A phase 4 clinical trial looks at long-term safety and effectiveness that take place after a new treatment has been approved by the FDA and is available to the public. Treatment effectiveness and safety are monitored in large, diverse populations. More information is gathered as more people use the drug or device over a longer period of time.
Available Trials
Early Phase Clinical Trial Program
The Early Phase Clinical Trial Infusion Center at Smilow Cancer Hospital opened in 2016 at 55 Park Street in New Haven, and is a dynamic hub of early phase trials. Attractive and state-of-the-art, the Center is at the heart of Yale Cancer Center’s Early Phase Clinical Trial Program and is dedicated to the care and treatment of patients on early phase clinical trials.
Under the leadership of Patricia LoRusso, DO Associate Director, Experimental Therapeutics, Yale Cancer Center, and Director of the Early Phase Clinical Trial Infusion Center, the Early Phase Clinical Trial Program affords patients hope, as well as the ability to participate in research with clinical impact – research that will advance new drugs, potentially leading to FDA approval.
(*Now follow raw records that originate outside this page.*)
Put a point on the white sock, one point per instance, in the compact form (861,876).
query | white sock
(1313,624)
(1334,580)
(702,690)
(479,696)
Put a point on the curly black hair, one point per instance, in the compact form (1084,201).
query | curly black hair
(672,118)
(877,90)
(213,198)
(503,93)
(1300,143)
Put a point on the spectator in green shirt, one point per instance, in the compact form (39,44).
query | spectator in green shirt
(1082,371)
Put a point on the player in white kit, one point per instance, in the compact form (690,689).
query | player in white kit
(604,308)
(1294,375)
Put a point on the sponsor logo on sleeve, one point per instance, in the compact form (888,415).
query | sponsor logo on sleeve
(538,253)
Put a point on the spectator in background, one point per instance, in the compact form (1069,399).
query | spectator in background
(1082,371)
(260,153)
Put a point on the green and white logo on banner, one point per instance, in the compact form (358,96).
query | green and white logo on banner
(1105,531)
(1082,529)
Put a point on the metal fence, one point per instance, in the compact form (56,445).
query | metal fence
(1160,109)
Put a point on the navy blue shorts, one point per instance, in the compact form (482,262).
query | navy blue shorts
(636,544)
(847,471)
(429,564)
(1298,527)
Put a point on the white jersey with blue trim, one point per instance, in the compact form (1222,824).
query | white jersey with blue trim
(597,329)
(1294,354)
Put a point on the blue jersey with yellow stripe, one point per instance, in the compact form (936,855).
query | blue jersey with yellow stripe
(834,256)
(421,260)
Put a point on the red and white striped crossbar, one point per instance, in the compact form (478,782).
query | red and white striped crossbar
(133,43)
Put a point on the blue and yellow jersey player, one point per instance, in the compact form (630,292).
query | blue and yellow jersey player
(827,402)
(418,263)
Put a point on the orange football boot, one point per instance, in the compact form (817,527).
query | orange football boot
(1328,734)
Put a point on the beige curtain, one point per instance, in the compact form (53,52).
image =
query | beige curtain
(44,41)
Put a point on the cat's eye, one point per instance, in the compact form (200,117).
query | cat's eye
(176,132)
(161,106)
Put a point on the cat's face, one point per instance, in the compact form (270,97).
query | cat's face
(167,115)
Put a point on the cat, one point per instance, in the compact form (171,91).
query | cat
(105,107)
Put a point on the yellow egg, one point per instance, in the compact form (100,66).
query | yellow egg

The Early Phase Clinical Trial Program at Yale Cancer Center has a portfolio of early phase trials open to accrual; with the number of studies continually increasing. Among the most exciting of trials being conducted are first in-human, with some trials focusing on novel targets and other unique mechanisms in advanced solid tumors, which would have significant advancement for targeted therapeutics. Trials such as these have grown and developed Yale Cancer Center’s reputation for innovation in the immune-based therapy space.
For more information please call 203.200.2486
Tumor Profiling Laboratory
Our Mission
Our Rationale: Targeted Therapies for Cancer
The laboratory was established because of the growing number of newly developed drugs that target specific mutant proteins within malignant cells or that target critical biochemical pathways that have been altered within malignant cells as a result of mutations acquired during tumorigenesis.
Malignant cells may also possess mutations that render a tumor resistant to drug treatment, either because the mutation prevents a drug from binding to its target or because the mutation renders tumor growth independent of the protein targeted by the drug.